Google has been trying to solve one of the world’s most common and annoying problems – understanding the doctor’s handwriting on prescriptions. Most doctors pen prescriptions in a rush, making it difficult for the patients to understand the words. Several tech firms have been trying to overcome this issue for decades to no avail. Now the American search giant has announced that users will be able to decode the contents of prescriptions. Speaking at Google in India event in Delhi, Dr Manish Gupta (Google executive) gave a presentation on an AI (artificial intelligence) performing the task on a difficult-to-read note.
How Does it Work?
The feature is currently under research and is not yet available for general public use. Google said that it was working with pharmacists to figure out ways to decode doctors’ handwritten notes. As for the function, users can upload a picture of the prescription, and the AI will identify medicines mentioned within the text.
The company also said it would be an assistive technology for bringing the prescription in digital form by augmenting the pharmacists in the circle. It means that users will not be making a decision solely based on this technology’s result.

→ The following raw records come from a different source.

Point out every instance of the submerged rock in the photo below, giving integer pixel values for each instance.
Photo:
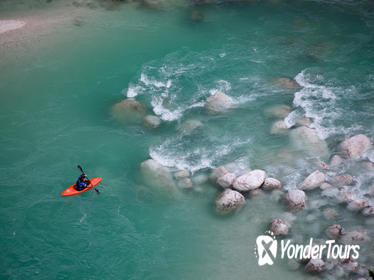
(355, 146)
(287, 83)
(341, 180)
(129, 110)
(278, 127)
(228, 201)
(181, 174)
(334, 231)
(306, 139)
(279, 227)
(157, 176)
(278, 111)
(190, 126)
(226, 180)
(357, 204)
(218, 103)
(296, 199)
(313, 181)
(250, 180)
(271, 184)
(216, 173)
(315, 266)
(185, 183)
(336, 160)
(151, 121)
(352, 236)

Will there be a New App for This?
There are no official details about when this feature will launch or whether it will be a new app. According to some reports, a tool can be created within Google Lens, which is already known for recognizing objects via camera and translating languages. Lens app is already capable of digitizing several handwritten texts as long as they are legible. Unfortunately, the doctor’s prescription is currently too far-fetched even for Lens. The multipurpose AI tool can otherwise help the users understand the world around them. It can provide information about whatever users see, such as locations, food, animals, plants, and even books.
Google in India
Google has more than 500 million users in India, where it showcases most of its new developments. At the event, the company also revealed that it was working to cover more than 100 Indian languages, including Hindi and Punjabi, for text and speech in a single, unified model.
Moreover, the technology company also announced a new feature that will allow users to search for specific things, places, or moments within YouTube videos. It will help save time as users can immediately look for whatever they want as soon as they spot them. This feature is currently in the testing phase, and more details will come later.
Despite being Google’s biggest South Asian market, India has penalized the tech giant twice for monopolizing its Google Play Billing System (GPBS). The Competition Commission of India, an antitrust watchdog, opened an investigation into Google in November 2020 for allegedly abusing Play Store’s dominance to promote its own payments service. In October 2022, it fined Google 162 million USD for anti-competitive practices and, after a week, fined an additional 113 million USD. The watchdog ordered Google to allow developers to use third-party services for making purchases.